Read the [Snakemake documentation](https://snakemake.readthedocs.io/en/v7.31.1/snakefiles/deployment.html#integrated-package-management) on more information on package management, which includes pre-building environments or removing old environments.


## Option 2: `env_mode: local`
This option is convenient when you have limited space or a slow file system, where installing conda environments is quite expensive.
By setting `env_mode` to "local", you can manage the conda environments yourself, which is particularly convenient when you need to debug or try out multiple different versions of a package that fits to your system.
This is the recommended approach if you are developing new features for the toolbox.

Set the global parameter in your configuration file.

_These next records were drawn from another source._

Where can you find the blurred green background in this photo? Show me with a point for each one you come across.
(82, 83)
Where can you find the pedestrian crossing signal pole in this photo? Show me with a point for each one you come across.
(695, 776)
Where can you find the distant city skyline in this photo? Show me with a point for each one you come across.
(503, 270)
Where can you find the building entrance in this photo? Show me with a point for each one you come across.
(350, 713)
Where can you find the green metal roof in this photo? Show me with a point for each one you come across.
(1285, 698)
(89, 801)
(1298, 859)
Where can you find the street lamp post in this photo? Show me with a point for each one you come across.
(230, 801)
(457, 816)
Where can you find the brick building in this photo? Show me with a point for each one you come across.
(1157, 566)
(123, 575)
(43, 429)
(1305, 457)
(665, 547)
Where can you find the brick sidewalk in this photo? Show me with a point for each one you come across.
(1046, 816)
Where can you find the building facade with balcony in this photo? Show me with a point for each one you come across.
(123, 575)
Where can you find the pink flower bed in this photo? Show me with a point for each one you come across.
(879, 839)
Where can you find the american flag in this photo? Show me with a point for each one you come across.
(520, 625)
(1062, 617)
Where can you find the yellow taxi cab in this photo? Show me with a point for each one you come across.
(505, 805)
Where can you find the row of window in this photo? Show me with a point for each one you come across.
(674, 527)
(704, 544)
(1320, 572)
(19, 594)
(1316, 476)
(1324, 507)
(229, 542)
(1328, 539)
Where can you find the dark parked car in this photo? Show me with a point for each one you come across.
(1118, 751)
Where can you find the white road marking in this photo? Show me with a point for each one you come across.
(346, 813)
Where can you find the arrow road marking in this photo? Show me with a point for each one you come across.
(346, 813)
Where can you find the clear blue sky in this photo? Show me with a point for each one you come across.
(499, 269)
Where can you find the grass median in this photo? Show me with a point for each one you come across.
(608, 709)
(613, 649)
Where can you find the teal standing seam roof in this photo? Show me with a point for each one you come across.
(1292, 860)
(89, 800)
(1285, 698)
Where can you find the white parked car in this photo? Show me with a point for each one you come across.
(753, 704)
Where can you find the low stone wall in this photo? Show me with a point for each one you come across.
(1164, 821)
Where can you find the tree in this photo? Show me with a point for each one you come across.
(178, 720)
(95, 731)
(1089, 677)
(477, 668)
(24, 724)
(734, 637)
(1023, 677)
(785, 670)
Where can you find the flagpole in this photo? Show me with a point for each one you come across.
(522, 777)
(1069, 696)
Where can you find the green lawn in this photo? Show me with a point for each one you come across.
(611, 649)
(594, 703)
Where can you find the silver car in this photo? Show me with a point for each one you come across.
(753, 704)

This is the default, so it will be used, even when `env_mode` is not configured.

```yaml
env_mode: local
```

### Installing environments

In order to keep environment management overhead minimal, consider creating the environments you need for your specific workflow (which is recommended for small workflows).
Each module should have a section on which environments it needs.
You can install each enviroment directly with the following conda command:

```
conda env create -f envs/<env_name>.yaml
```

Alternatively, you can use the `install_environment.sh`, which automatically creates the environment when it doesn't exist yet, or updates it when it does.

```
bash install_environment -h  # help message
bash install_environment -f envs/<env_name>.yaml
```

If, instead, you want to pre-install all environments, `envs/install_all_environments.sh` provides a convenient wrapper:

```
bash envs/install_all_environments.sh -h  # help message
bash envs/install_all_environments.sh -n  # dry run
bash envs/install_all_environments.sh
```

> 📝 **Notes on `install_all_environments.sh`**
> 1. The script will create new environments for each file in the `envs` directory if they don't yet exist and update any pre-existing environments.
> 2. The environment names correspond the their respective file names and are documented under the `name:` directive in the `envs/<env_name>.yaml` file.
> 3. If an environment creation fails, the script will skip that environment and you might need to troubleshoot the installation manually.
> 4. Some environments require the channel priority to be set to `flexible`.
> If your installation command fails, try setting `conda config --set channel_priority flexible` before restarting the command.

### Updating environments

In cases where the environments have updated, you might want to have a clean install of the new environment, instead of updating existing environments.

You can manually remove conda enviroments via

```
conda env remove -n <env_name>
```

If you want to remove all toolbox-related environments, you can use

```
install_all_environments.sh -r -n  # dry run (recommended)
install_all_environments.sh -r
```

This will remove all environments that are defined under `envs/*.yaml`.
After removing all environments, recreate your environments as needed.